Ну а обезьяны и люди в кино, конечно же, стали самими собой. Не потому, что проклятый Голливуд вечно все упрощает — хотя, конечно, и не без этого,— а просто в силу природы кино, зримого, телесного, не метафорического искусства. Морализаторский пафос никуда не делся, он просто конкретизировался.
Кино, не имея возможности воплотить суждение о человеческой натуре вообще, предостерегало людей: не пейте из копытца, будете плохо себя вести, обезьянами станете. В зависимости от конъюнктуры эпохи превращение в обезьян воплощало доминирующий страх. В этот ряд не умещается только фильм Бертона, предостерегающий от электромагнитных бурь, неосторожно залетев в эпицентр которых, вы рискуете попасть на планету обезьян. Бертон, вообще, никогда не предостерегает, он забавляется.
В "Планете обезьян" Шеффнера находку полковником Тейлором руин статуи Свободы можно было толковать двояко. Или это руины ядерной войны, которая и низвела людей до уровня обезьян, или просто руины цивилизации. Но уже в 1970 году Тед Пост снял "Под планетой обезьян", где расставил все точки над i.
В подземельях Запрещенной зоны, то есть в бывшем нью-йоркском метро, Тейлор и посланный за ним лейтенант Брент сталкивались с людьми, не просто выжившими и не одичавшими, а обретшими телепатический дар. Сверхлюди поклонялись атомной бомбе, а в шоковом эпизоде снимали лица, оказавшиеся масками, под которыми было изъязвленное мясо мутантов. Но в итоге бомбу взрывали, добивая остатки человеческой расы, не они, а благородный Тейлор, напутствуемый на тот свет презрительными словами мудрой обезьяны: "Вы, люди, умеете только разрушать".
Ну да, человечество еще боится ядерной катастрофы, еще помнит о Карибском кризисе, и Пост использует это.
Удивительно, как время добавляет фильмам анахроничные смыслы. И Тейлор на руинах статуи Свободы, и Брент на руинах подземки и собора Святого Патрика, восклицают: "Они ее взорвали!" В 1968 году "они" — это, даже не столько русские, сколько поджигатели войны и сумасшедшие технократы всего мира. После 11 сентября 2011 года эти эпизоды кажутся снова, хотя и по-иному, современными.

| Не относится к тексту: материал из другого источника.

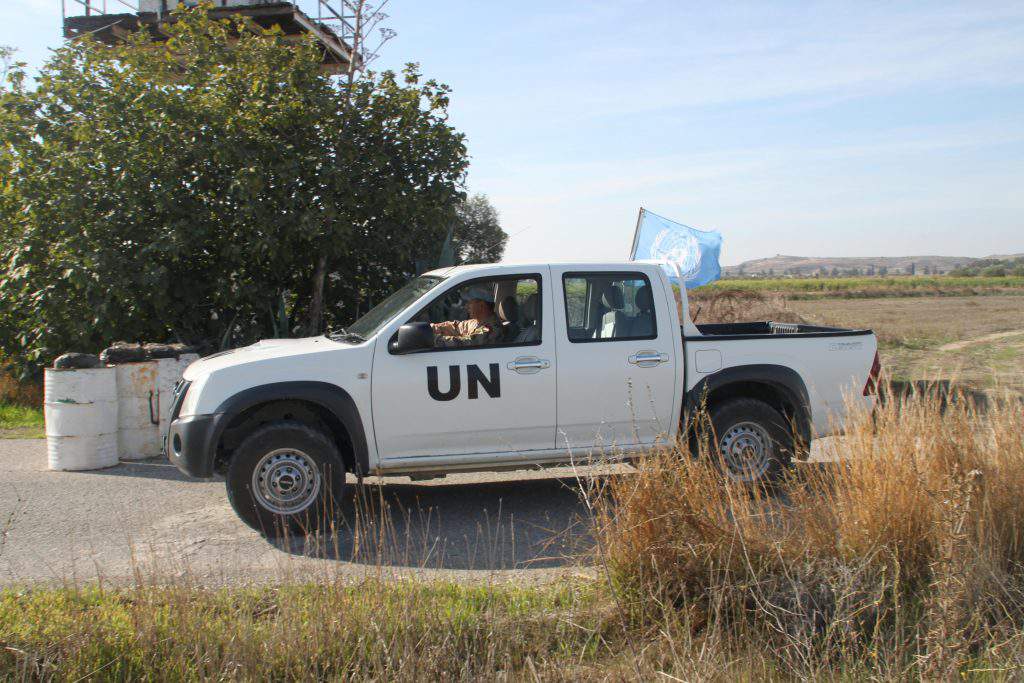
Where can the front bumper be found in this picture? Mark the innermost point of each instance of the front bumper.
(192, 443)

Но уже в тот момент, когда Пост снимает свой фильм, беспокойство перемещается с внешнего ядерного противостояния на внутреннее. Расовые и студенческие беспорядки воспламенили Запад. Бунтари обзывают демократические правительства фашизоидными. То есть, на фашистский манер реагирующими на сильные раздражители. Вот и в "Бегстве с планеты обезьян" (1971) Дона Тейлора и "Завоевании планеты обезьян" действие возвращается из условного космоса — хотя планета обезьян и есть Земля, но попадают на нее в космических кораблях — в современную Америку. Семью разумных обезьян, успевших перед тем, как Тейлор нажал на красную кнопку, добежать до корабля, сначала привечают, а потом — из чистого расизма — всячески мучают и убивают.
Но их кровь не пропала даром. Сыночек разумной обезьяньей пары Цезарь, благо его приняли за обычную цирковую тварь, подрос и сверг господствующий в США рабовладельческий строй, при котором рабы — обезьяны. Понятно, что это произведено Голливудом, а не какой-нибудь коммуной красных кинематографистов. Но мятежные настроения владели тогда основной массой кинозрителей, и Голливуд поступился охранительным пафосом.
И тут начинается самое интересное. Фильм Уайатта перекликается именно с "Завоеванием", в нем тоже речь идет о кровавом восстании обезьян. Ну и кто же у нас теперь обезьяны? Жители городских гетто, антиглобалисты, мусульмане, иммигранты? Гораздо важнее, что на вопрос "кто виноват?" дается новый ответ. Виноват молодой ученый, который хотел облагодетельствовать человечество сывороткой от болезни Альцгеймера, но получилось у него, как всегда в кино получается у ученых: развел грамотных, генно-модифицированных обезьян, вспомнивших о своих правах. То есть человечество боится теперь не столько злой воли правительств или военных, сколько неконтролируемых последствий доброй воли. Впрочем, российскому зрителю вряд ли покажется, что Уайатт влил в сагу о планете обезьян свежую кровь. Фильм, скорее всего, окрестят "Обезьяньим сердцем", припомнив опыты булгаковского профессора Преображенского.